The discourse on the flesh, essentially Christian, is based on a sexual norm, conjugal and reproductive heterosexuality. Its main objective is to determine the degree of culpability of sexual acts that deviate from this norm and the role played by willingness. It is a question of sin. In this discourse, for example, involuntary nocturnal pollution is relativized.

The discourse on sexuality, which appears during the mid-nineteenth century (and which invents the word) is based on the notion of instinct in approaching different sexual practices. Instincts determine sexual identities: homosexuals, masochists, etc. The practitioner, such as Krafft-Ebing, is interested in the deep roots of this identity, in contrast to the confessor who is uninterested in its origins.

The peak of the discourse on semen takes place between these two discourses, during the eighteenth century. Tissot illustrates it perfectly. Based on a natural morality, he approaches the subject of sexual practices from the perspective of their effects on the body. It is a question of energy and hydraulics: excessive loss of semen disturbs the organism, whatever may be the cause, even if Tissot struggles to justify the reason why masturbation is more noxious than frantic coitus.
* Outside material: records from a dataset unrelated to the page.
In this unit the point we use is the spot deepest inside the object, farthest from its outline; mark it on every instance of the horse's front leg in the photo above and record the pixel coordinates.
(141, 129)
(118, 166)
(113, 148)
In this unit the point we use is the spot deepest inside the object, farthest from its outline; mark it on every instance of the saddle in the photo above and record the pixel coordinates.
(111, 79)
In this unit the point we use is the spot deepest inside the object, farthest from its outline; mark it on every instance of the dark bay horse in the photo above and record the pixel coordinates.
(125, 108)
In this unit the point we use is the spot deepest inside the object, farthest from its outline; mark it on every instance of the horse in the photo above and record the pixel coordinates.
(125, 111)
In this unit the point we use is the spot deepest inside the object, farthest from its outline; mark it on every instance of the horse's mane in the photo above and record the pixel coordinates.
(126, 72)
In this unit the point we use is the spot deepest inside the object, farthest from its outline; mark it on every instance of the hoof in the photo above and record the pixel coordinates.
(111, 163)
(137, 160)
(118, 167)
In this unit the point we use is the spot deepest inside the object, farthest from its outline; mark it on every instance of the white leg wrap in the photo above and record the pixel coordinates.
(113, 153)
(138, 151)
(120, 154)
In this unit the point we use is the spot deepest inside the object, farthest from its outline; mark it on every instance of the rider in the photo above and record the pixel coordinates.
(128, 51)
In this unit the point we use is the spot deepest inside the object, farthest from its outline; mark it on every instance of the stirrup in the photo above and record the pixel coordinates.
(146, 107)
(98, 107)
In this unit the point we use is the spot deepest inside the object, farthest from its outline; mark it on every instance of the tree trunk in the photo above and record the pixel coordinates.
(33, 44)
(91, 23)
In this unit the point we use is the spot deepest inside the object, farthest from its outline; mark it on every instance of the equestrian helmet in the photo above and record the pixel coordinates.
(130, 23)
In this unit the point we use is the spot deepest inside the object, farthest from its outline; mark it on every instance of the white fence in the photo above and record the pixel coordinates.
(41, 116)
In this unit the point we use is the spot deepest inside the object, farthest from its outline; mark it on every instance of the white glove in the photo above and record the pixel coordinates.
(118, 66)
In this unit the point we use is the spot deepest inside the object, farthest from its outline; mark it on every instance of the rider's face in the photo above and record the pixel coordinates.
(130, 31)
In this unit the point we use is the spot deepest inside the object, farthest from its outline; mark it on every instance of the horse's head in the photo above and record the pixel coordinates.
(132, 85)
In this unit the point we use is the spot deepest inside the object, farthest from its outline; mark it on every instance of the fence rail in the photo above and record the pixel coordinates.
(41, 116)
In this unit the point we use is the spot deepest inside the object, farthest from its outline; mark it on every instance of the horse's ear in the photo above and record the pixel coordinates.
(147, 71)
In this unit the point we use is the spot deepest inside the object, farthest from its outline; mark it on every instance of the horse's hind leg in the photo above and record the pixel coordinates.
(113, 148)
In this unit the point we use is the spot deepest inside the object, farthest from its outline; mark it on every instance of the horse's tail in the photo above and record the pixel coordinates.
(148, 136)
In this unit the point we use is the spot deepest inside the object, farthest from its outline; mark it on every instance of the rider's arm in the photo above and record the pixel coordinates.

The letters sent to Tissot are indicative of the penetration of this discourse within society. They show in particular that the sexual question is merely one medical problem among others, that it is just one of the numerous manifestations of excess and indulgence (drink, food, exercise, passions …) that worry patients. This excess is furthermore relative: the norm referred to, in contrast to the two other discourses, is strictly quantitative and determined ad hoc, depending on the patient. This results in a perception of sexual practices as ‘aetiological factors’ and nothing more. A further consequence is the therapist’s lack of interest in the links between these practices and the patient’s imaginary, desires and even pleasures. This also results in, for example, the new denunciation of involuntary nocturnal pollutions. In fact, following Patrick Singy, Tissot’s patients do not have a sexuality strictly speaking, at least as we understand it today.

Patrick Singy’s overview is seducing and effective: for example, it measures the distance separating Onania from Tissot’s book. The author wisely insists on the necessity of thinking of these discourses as permeable to each other, and not as monolithic blocs. Two regrets, however: certain letter extracts are very short, and hence, of limited interest; perhaps the selective approach should have been extended as expected in any anthology. Also, it is surprising to notice the absence in the bibliography of major references, such as by Alain Corbin’s L’Harmonie des plaisirs (2008) or Les Origines de la sexologie by Sylvie Chaperon (2012). These regrets are nevertheless minor in the face of the extremely stimulating nature of the analysis delivered by Patrick Singy and the avenues he opens for the history of sexuality.